By Maura Kelly, AccuWeather,
Citizens go past fallen trees and debris on the road due to effects of Typhoon Vongfong/Ambo in San Policarpo town, Eastern Samar province, Philippines, on Friday. Photo by Jerome Pedrosa/EPA-EFE
Citizens go past fallen trees and debris on the road due to effects of Typhoon Vongfong/Ambo in San Policarpo town, Eastern Samar province, Philippines, on Friday. Photo by Jerome Pedrosa/EPA-EFE

May 15 (UPI) -- Tropical Storm Ambo, also known as Vongfong, made the sixth of numerous expected landfalls over the eastern Philippines on Friday.

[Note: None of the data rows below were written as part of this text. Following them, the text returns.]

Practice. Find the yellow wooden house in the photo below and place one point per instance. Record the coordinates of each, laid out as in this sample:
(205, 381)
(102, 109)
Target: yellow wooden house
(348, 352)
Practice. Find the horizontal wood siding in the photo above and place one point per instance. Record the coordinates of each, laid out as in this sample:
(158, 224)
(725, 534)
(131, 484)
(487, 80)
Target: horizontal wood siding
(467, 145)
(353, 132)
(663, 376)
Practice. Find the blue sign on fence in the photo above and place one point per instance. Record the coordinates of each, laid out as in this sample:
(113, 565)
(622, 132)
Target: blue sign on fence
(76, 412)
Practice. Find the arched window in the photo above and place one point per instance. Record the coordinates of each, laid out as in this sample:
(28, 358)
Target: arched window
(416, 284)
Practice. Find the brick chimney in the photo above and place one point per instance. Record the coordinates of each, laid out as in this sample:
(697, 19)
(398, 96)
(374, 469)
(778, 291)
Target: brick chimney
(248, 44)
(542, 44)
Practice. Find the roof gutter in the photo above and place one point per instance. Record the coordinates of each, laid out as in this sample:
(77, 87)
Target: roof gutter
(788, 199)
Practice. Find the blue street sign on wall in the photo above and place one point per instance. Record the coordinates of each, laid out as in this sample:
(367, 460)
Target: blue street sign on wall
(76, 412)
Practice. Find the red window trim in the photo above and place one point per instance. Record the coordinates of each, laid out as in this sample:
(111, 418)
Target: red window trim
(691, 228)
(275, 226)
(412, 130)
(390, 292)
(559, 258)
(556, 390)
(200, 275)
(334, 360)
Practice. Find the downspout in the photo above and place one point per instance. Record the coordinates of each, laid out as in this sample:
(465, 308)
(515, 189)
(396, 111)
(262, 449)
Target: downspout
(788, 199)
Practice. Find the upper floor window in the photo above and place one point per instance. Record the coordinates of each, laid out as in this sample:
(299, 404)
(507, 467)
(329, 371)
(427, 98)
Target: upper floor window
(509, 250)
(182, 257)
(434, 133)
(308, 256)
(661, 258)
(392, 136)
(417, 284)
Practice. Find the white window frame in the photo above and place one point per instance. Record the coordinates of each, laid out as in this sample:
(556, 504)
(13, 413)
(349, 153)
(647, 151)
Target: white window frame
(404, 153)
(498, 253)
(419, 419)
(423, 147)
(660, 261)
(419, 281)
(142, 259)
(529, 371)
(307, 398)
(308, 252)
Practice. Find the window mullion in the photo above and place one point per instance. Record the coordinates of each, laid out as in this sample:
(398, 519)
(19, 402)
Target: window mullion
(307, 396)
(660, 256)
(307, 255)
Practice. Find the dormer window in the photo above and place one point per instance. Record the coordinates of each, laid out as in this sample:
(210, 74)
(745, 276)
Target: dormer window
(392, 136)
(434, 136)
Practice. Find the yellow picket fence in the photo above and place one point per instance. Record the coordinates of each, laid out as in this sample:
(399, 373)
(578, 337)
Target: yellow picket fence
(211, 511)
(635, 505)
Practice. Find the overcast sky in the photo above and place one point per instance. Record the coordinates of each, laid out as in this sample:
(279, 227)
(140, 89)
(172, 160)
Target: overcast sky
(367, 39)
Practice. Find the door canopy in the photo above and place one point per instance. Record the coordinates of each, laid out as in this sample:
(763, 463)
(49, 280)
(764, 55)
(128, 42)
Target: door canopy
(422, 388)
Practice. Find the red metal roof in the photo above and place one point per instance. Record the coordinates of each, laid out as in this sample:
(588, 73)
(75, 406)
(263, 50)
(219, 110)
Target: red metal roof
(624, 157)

Although the tropical system has begun to lose wind intensity, it will still forge a path of destruction over the country's northern islands through the weekend.


Ambo strengthened throughout the week as it tracked over the warm waters of the Philippine Sea and became the first named tropical system in the Northern Pacific Ocean of 2020. On Thursday afternoon, the former typhoon had wind speeds around 96 mph, making it equivalent to a Category 3 hurricane in the Atlantic and East Pacific basins.

Although Ambo has lost wind intensity and is no longer a typhoon, it still poses a significant flooding threat across the northern Philippines. As a result, the PAGASA has heavy rainfall warnings and flooding advisories issued across regions of Luzon, including a red warning in Metro Manila on Friday evening. A total of 3.66 inches of rain fell in parts of the city on Friday.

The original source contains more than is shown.